A council committee took the first step Tuesday night toward approving a franchise agreement with BlueIndy, unanimously approving a deal that would net the city $45,000 per year for allowing the company to operate its stations on the city right-of-way.
The full council will still need to vote on the proposal, which also sets new standards for alerting the city and the community when new stations will be built, and allows the city to have up to five existing locations relocated at no cost if they are found to violate new terms of the deal.
“This is the end product of several months of negotiation,” Council attorney Fred Biesecker told council members Tuesday. “BlueIndy has been very cooperative.”
Council Democrats, led in opposition by Vice President Zach Adamson, complained last year that former Mayor Greg Ballard exceeded his authority by approving the project without council oversight, and said that BlueIndy should “apply for a franchise license as prescribed by law for any monopoly taking public right of way for extended periods of time.”

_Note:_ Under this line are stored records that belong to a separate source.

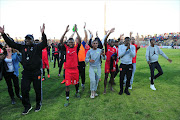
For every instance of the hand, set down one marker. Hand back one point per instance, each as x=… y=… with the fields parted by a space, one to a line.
x=43 y=28
x=91 y=61
x=170 y=60
x=67 y=28
x=106 y=32
x=96 y=33
x=75 y=28
x=131 y=33
x=2 y=30
x=121 y=35
x=112 y=30
x=84 y=25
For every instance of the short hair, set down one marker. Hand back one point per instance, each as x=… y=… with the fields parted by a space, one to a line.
x=127 y=38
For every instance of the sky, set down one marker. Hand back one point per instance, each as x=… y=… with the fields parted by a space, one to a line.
x=22 y=17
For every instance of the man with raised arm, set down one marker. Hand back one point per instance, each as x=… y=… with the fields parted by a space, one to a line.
x=137 y=47
x=126 y=53
x=152 y=54
x=31 y=62
x=71 y=63
x=110 y=52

The concerns culminated in a lawsuit against BlueIndy filed by the Marion County Auditor. The franchise agreement is the result of the lawsuit’s settlement, Biesecker said.
Adamson said in a statement read to council members that he supported the franchise agreement and “believes most of [the] issues have been resolved.”

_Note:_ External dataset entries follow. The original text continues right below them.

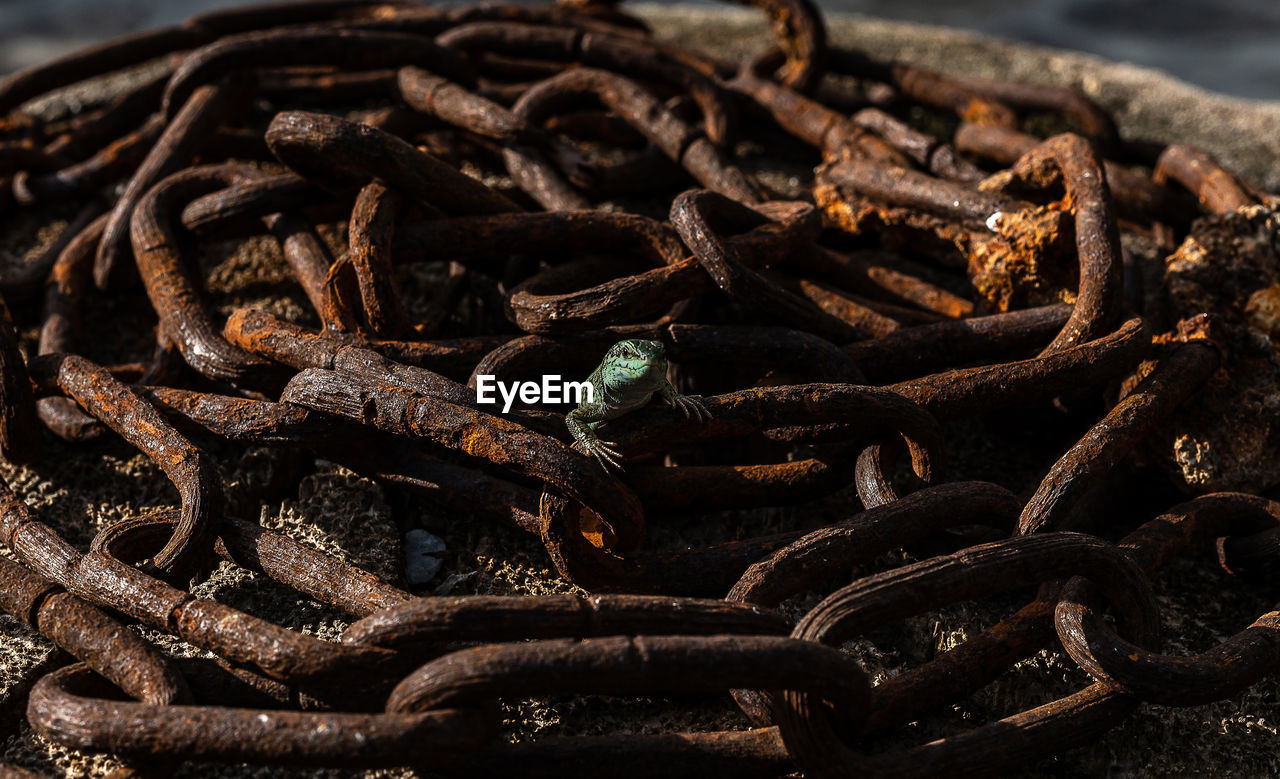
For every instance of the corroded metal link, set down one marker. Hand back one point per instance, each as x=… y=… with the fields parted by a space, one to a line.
x=336 y=152
x=789 y=296
x=636 y=665
x=423 y=417
x=204 y=110
x=1214 y=674
x=434 y=621
x=140 y=424
x=666 y=131
x=1175 y=376
x=69 y=708
x=173 y=292
x=977 y=571
x=1216 y=188
x=88 y=635
x=1097 y=238
x=356 y=49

BlueIndy General Manager Scott Prince said he hopes once the agreement is finalized that the company and the city “can collaborate even further and build good, high-volume stations in your areas.”

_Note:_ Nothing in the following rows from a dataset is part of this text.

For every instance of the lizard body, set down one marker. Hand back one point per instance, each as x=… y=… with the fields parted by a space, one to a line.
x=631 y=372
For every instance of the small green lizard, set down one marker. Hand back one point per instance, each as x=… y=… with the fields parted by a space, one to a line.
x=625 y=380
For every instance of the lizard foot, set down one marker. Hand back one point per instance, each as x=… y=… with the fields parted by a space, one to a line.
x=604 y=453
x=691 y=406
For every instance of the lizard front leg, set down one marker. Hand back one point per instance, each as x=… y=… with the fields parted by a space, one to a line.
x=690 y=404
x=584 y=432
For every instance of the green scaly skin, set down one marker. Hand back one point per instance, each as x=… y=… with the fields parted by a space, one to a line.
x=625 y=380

Biesecker said the $45,000 per year the city would get from the franchise agreement would cover most of the lost parking meter revenue that the city lost from installing the stations.
After the agreement is officially approved, the city will have 45 days to conduct an analysis of the sites and determine up to five that can be moved at BlueIndy’s expense if they would result in “demonstrable substantial economic harm” or “obstruction of customary access or … the ability to conduct normal business.”
The maximum number of current stations that can be moved is seven, and the city would forfeit one year of the franchise fee for each extra station, beyond the first five, that is moved.
BlueIndy, which has a fleet of 240 cars and 75 stations around Indianapolis, has about 2,200 members that have completed 22,000 trips since its launch last September.